Zeno came up behind the prince-in-exile. ‘Hell of a sight, isn’t it.’

‘It’s a complete mess. How can you make any sense out of this? You might as well stand behind the wheel of an ice schooner and invite half your crew to scream directions at you while the rest leap up and down tossing maps and charts in your direction.’

Zeno tapped the side of his head, smiling knowingly. ‘These days, there’s a little bit of me in every human – the droid inside. Not inside your Amish friends, of course. They don’t do implants. But the crew of the
Gravity Rose
have them. Without a computer implanted inside your skull, you can’t possibly cope with this much information. We might as well let the ship’s AI, granny, push out on autopilot, retire to our cabin for the duration and sip cocktails for the rest of the voyage. Some crews do that. Not the clever ones, though, remember that. Lazy out here ain’t that much different from dead.’

Calder shivered in dread.
Is that apprehension mine, or residual memories from rubbing shoulders with the Amish for so long
? To have an organic computer nestled alongside your brain like a leech, the machine’s creepers sucking nourishment from your blood, sending you information when you summoned it, filtering this headache of information overload into some semblance of sense. ‘I’m not so sure.’

‘Personally speaking,’ smiled Zeno, ‘I’d say that the droid inside is what makes you human, these days, if that ain’t a contradiction. A little bit of logic and analysis to cool those animal passions. You’ll need an implant, too, if you’re to work on board. Time comes, maybe you’ll even want it.’

‘I can’t imagine that.’

‘Try experiencing it viscerally, first, in the pilot episode of
Hell Fleet
. Then tell me you don’t want it.’

‘Do you need an implant to handle this?’

‘Man, when it comes to this, I am an implant. To me, what you see here is slow motion. This dance can speed up; if the ship’s threatened, for instance. But you fleshy types can’t cope with too much hypervelocity decision-making, not without being seriously genetically modified. And then you don’t appear so human anymore.’

‘Does the
Gravity Rose
get threatened often? I thought she was a merchantman, not a warship?’

‘More than you’d think. Any jump-capable starship is worth a fortune, even today. These babies aren’t like ground cars, one sitting in every citizen’s garage. And to pay for a cargo to be transported between worlds is no small thing – a load’s got to be seriously valuable to someone, somewhere. You rub those two economic laws together, and there’s no shortage of pirates, privateers, hijackers, criminals and corrupt governments looking to steal, jack, kill or impound our ass and take everything we have. For crew, it’s like travelling with a million dollars stuffed inside our trousers.’

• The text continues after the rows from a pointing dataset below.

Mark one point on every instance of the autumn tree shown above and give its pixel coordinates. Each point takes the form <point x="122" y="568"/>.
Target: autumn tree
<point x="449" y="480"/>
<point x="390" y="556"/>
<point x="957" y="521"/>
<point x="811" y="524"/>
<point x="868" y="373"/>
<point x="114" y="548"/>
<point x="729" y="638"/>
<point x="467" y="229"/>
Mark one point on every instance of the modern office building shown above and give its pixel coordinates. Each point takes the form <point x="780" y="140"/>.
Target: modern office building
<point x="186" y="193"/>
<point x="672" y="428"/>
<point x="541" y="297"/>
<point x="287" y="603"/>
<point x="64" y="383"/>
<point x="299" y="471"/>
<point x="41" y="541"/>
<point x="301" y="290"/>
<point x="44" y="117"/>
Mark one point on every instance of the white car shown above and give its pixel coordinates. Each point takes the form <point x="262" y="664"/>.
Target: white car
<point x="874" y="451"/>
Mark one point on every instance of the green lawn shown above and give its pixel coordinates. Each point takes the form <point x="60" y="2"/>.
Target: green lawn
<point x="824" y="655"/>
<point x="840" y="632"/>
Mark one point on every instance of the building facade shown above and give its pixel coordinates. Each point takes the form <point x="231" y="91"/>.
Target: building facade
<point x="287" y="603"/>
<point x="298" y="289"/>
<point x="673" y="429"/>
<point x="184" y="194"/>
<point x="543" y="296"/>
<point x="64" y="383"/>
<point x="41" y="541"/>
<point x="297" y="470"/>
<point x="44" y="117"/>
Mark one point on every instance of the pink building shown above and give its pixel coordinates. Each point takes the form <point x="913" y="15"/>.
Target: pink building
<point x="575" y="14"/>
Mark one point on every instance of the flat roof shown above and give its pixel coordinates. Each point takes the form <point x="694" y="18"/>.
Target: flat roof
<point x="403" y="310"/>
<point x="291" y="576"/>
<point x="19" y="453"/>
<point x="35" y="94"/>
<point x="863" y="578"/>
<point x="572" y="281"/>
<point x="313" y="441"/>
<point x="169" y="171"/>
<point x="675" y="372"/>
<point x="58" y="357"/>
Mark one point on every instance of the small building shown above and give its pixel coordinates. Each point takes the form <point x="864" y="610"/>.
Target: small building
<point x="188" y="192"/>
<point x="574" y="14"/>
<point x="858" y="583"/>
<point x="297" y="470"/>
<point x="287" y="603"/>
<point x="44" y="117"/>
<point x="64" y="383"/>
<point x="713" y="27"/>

‘If the ship is worth so much, why doesn’t the captain just sell the vessel and retire to a life of luxury?’

‘I guess Lana likes moving about too much for that. Besides, the
Gravity Rose
has been passed down through her family. The ship is like a family member to the skipper. Only one she’s still got, as it happens. That makes us her cousins or some such. Every ship you’d want to serve on is like that. We’re more than brothers in arms – or tentacles and claws – and you wouldn’t sell your grandmother, would you?’